UEFA deny that football has a steroid problem after publication of doping study
European football's governing body UEFA has insisted the number of players taking performance-enhancing drugs is very low in response to allegations that its latest study reveals otherwise.
German television broadcasters ARD and WDR, alongside the Sunday Times, claim a study commissioned by UEFA fuels suspicions that drug-taking by football's top players is at a significant level.
High testosterone levels were found in urine samples of 7.7 percent of the 879 players tested by researchers, the study reportedly says, with the claim these could be explained by the use of anabolic steroids.
But UEFA says no definitive conclusions can be drawn from the study, while no player faces sanctions because the samples were provided anonymously.
UEFA asked for 4,195 urine samples, mainly from players who played in the Champions League and Europa League, to be tested between 2008 and 2013 and scientists from 12 anti-doping laboratories in Europe worked on the study.
The governing body said no B sample was taken and no additional analysis was undertaken to confirm whether the high levels of testosterone were due to doping or not.
A UEFA statement read: "Further to media reports this evening, UEFA would like to clarify a number of points regarding the report that it commissioned and contributed to which was published earlier this month.
"This study does not present any scientific evidence of potential doping in football especially due to the presence of confounding factors, the lack of standardisation procedures among the 12 laboratories and the quantification of steroid profiles when the samples were collected.
"Furthermore, there was an inability to perform a second analysis (B sample) as required now by the WADA international standards for laboratories.
"The study simply shows that the introduction of steroidal biological passport in football would be beneficial by offering further analysis possibilities in case of atypical test results.

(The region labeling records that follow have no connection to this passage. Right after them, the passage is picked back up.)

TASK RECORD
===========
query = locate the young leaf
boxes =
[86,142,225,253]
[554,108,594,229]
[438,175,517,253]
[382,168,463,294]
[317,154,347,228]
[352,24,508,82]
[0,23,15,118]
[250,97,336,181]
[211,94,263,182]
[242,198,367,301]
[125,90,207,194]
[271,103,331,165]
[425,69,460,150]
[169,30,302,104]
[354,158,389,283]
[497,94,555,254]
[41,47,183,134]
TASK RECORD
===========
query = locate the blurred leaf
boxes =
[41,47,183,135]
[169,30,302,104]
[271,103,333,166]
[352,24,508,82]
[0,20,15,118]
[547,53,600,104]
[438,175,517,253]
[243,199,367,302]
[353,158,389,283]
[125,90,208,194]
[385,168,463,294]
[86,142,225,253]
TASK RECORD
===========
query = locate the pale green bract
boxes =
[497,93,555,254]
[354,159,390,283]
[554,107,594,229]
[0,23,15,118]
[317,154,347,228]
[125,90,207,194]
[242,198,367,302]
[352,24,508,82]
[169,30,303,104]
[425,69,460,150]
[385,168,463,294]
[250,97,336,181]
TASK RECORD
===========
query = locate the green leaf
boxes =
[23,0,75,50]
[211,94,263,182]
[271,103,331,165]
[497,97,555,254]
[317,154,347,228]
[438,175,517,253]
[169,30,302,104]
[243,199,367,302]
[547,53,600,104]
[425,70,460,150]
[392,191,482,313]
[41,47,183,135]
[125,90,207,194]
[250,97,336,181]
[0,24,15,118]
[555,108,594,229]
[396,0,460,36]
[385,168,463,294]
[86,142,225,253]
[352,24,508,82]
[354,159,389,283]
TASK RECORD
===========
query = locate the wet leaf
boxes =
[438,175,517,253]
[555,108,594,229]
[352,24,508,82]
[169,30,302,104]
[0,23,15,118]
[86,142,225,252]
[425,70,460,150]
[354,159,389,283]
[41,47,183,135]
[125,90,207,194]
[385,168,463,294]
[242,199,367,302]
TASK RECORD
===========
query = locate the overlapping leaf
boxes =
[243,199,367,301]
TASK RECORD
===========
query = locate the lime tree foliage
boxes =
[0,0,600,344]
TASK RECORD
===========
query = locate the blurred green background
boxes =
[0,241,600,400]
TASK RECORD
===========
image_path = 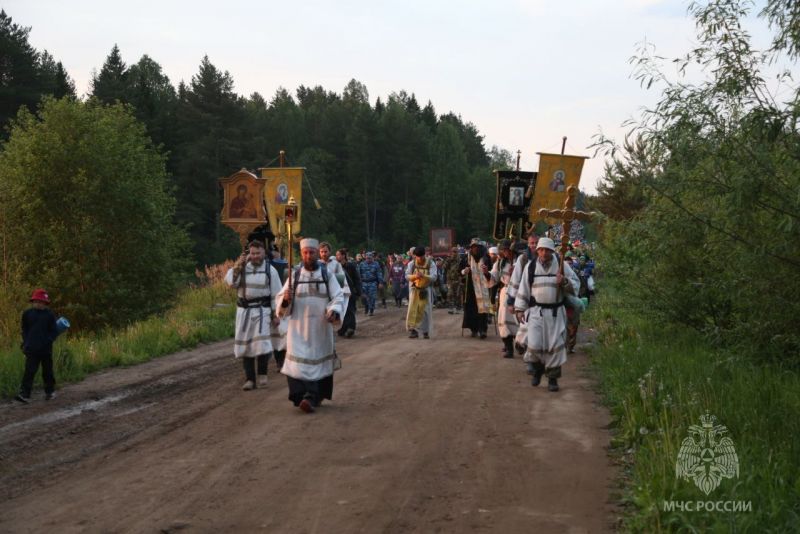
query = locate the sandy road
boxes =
[0,308,614,533]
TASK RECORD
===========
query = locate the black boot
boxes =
[503,336,514,358]
[547,378,558,392]
[531,362,544,387]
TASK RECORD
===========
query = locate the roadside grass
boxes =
[0,270,236,397]
[586,279,800,533]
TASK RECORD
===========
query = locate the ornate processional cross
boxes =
[539,185,596,273]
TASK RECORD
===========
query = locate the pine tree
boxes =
[91,44,126,104]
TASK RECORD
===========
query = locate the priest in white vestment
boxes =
[514,237,578,391]
[276,238,344,413]
[225,240,281,391]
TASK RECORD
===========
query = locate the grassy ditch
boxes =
[0,269,236,397]
[586,280,800,532]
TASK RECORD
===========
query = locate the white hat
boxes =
[536,237,556,252]
[300,237,319,250]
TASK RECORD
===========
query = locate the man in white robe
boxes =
[225,240,281,391]
[514,237,578,392]
[276,238,344,413]
[500,233,539,360]
[406,247,437,339]
[489,239,519,358]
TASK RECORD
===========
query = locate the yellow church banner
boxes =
[528,152,588,222]
[259,167,305,235]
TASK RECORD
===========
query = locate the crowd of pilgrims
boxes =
[226,234,594,413]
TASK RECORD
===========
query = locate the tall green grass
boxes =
[586,287,800,533]
[0,280,236,397]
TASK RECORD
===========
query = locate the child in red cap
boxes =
[15,289,58,403]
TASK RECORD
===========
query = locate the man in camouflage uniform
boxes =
[442,247,464,315]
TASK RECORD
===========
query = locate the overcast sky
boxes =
[0,0,780,192]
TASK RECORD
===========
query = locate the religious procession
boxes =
[223,151,595,413]
[0,0,800,534]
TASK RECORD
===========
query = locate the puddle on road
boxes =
[0,391,132,438]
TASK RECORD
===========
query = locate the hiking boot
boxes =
[298,399,314,413]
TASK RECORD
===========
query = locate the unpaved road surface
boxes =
[0,308,614,533]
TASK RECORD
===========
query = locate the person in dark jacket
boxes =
[461,238,492,339]
[336,248,362,337]
[15,289,58,403]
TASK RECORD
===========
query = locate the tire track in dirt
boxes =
[0,309,613,533]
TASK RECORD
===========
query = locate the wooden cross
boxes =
[539,185,596,273]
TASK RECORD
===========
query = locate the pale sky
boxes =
[0,0,784,192]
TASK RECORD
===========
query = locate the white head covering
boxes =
[300,237,319,250]
[536,237,556,252]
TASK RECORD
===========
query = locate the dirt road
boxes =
[0,308,614,533]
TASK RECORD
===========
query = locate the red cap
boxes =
[31,289,50,304]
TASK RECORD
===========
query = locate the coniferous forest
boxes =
[0,13,510,272]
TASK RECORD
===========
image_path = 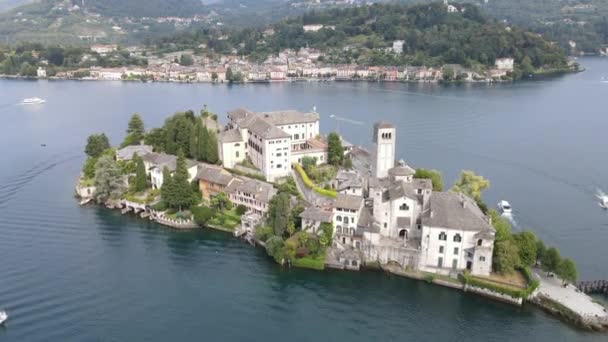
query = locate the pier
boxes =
[576,280,608,296]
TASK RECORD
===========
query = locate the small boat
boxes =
[595,189,608,209]
[21,97,46,104]
[498,200,513,214]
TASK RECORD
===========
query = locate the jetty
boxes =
[576,280,608,295]
[529,269,608,330]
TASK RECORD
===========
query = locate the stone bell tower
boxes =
[372,121,397,178]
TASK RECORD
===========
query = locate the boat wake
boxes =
[0,155,80,208]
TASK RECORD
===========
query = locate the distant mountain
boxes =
[0,0,34,12]
[83,0,205,17]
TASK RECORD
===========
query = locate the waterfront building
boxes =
[142,152,198,189]
[223,108,327,182]
[300,206,333,234]
[196,163,235,201]
[225,177,277,216]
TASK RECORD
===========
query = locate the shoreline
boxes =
[0,67,586,85]
[85,196,608,333]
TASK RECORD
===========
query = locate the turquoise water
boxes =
[0,58,608,341]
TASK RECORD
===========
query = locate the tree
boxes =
[160,166,175,207]
[133,154,148,192]
[414,169,443,191]
[327,132,344,166]
[82,157,97,179]
[171,150,192,211]
[266,192,291,236]
[121,114,146,147]
[555,259,577,283]
[492,239,521,274]
[84,133,110,158]
[205,128,219,164]
[542,247,561,272]
[513,231,536,267]
[452,171,490,203]
[192,207,214,227]
[94,155,125,203]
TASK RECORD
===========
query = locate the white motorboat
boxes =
[21,97,46,104]
[595,189,608,209]
[498,200,513,214]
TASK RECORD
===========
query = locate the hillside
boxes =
[159,3,567,72]
[473,0,608,53]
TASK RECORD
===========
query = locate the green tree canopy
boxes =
[133,154,148,192]
[414,169,443,191]
[94,155,125,203]
[327,132,344,166]
[84,133,110,158]
[513,231,536,266]
[452,170,490,203]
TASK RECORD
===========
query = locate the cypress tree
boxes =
[205,128,219,164]
[134,155,148,192]
[173,150,192,211]
[198,124,209,161]
[160,166,175,207]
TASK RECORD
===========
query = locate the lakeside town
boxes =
[25,42,528,83]
[76,108,608,329]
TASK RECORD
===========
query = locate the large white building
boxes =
[218,108,327,182]
[333,122,495,275]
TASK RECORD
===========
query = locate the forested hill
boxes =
[83,0,205,17]
[205,2,567,68]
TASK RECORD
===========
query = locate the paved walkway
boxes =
[533,269,608,320]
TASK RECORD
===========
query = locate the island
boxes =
[76,107,608,330]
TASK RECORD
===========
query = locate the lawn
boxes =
[208,208,241,231]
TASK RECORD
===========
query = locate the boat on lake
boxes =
[498,200,513,214]
[595,189,608,209]
[21,97,46,104]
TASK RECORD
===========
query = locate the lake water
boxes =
[0,58,608,341]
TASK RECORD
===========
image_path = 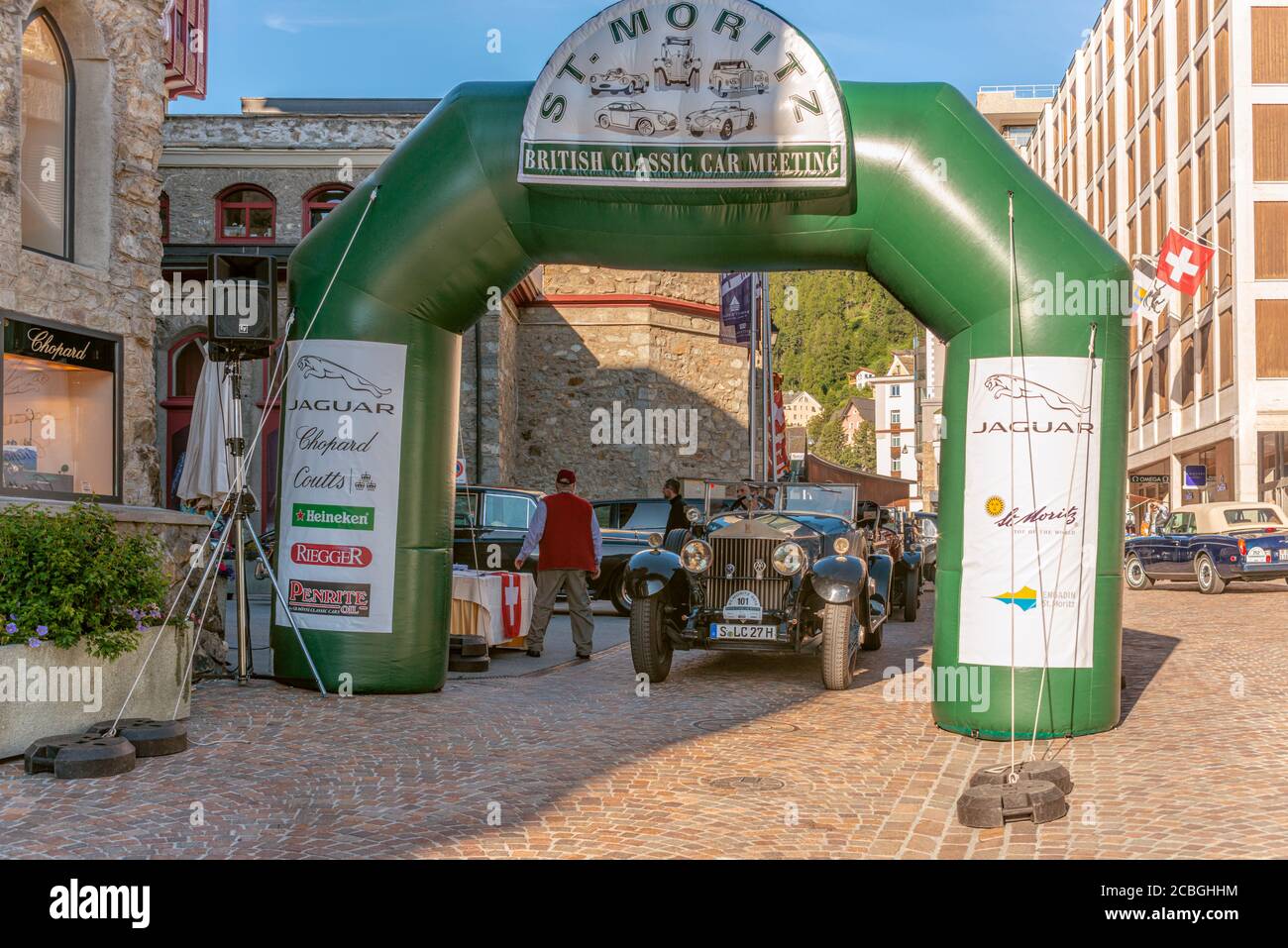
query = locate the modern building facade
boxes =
[783,391,823,428]
[868,349,919,480]
[1004,0,1288,506]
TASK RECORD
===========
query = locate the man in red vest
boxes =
[514,468,602,660]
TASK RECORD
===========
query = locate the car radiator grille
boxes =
[705,537,791,612]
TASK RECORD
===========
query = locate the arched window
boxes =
[215,184,277,244]
[304,184,353,233]
[170,336,206,398]
[20,10,76,259]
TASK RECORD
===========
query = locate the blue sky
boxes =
[170,0,1102,113]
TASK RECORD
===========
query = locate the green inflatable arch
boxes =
[271,9,1128,738]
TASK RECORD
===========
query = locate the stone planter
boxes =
[0,626,193,760]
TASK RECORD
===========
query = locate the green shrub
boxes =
[0,501,167,661]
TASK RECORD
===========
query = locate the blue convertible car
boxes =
[1124,503,1288,593]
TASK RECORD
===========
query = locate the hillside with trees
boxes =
[769,270,919,471]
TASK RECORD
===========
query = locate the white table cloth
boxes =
[452,570,537,648]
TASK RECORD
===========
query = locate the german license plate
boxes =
[711,622,778,640]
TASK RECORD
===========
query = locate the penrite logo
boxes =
[49,879,152,928]
[286,579,371,618]
[291,542,371,568]
[291,503,376,529]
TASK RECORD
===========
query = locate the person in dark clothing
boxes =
[662,477,690,533]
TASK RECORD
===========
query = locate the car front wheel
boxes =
[823,603,854,691]
[1126,554,1154,590]
[631,596,674,683]
[1194,553,1225,595]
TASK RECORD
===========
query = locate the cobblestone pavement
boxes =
[0,583,1288,858]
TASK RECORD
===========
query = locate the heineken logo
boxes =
[518,0,849,188]
[291,503,376,529]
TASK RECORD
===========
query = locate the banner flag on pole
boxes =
[720,273,754,347]
[1132,257,1168,332]
[1158,227,1216,296]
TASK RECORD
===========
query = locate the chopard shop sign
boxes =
[4,318,116,372]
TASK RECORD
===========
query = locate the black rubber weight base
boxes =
[968,757,1073,794]
[448,635,486,658]
[85,717,188,758]
[447,653,492,671]
[23,734,136,781]
[957,780,1069,829]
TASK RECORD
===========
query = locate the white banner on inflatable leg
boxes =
[958,356,1102,669]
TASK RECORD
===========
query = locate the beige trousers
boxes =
[528,570,595,655]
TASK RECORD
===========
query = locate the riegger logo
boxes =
[287,579,371,618]
[291,544,371,570]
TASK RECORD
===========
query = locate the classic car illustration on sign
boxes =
[627,481,894,690]
[516,0,851,190]
[684,102,756,139]
[589,68,648,95]
[1124,502,1288,593]
[653,36,702,89]
[595,102,677,136]
[707,59,769,98]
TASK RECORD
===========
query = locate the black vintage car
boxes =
[452,484,544,574]
[452,484,696,616]
[627,483,896,689]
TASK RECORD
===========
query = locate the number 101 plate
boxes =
[711,622,778,642]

"UEFA has had a very thorough anti-doping programme for many years with over 2000 tests a year and only two occurrence of positive tests, both for recreational drugs, which proves that doping in football is extremely rare.
"UEFA has now implemented a new steroid profiling programme which has come into operation at the start of the 2015/16 season.
"The programme will boost the already strong deterrent effect of UEFA's testing programme, as it will help better detect the effects of doping over time, thereby complementing existing direct anti-doping testing."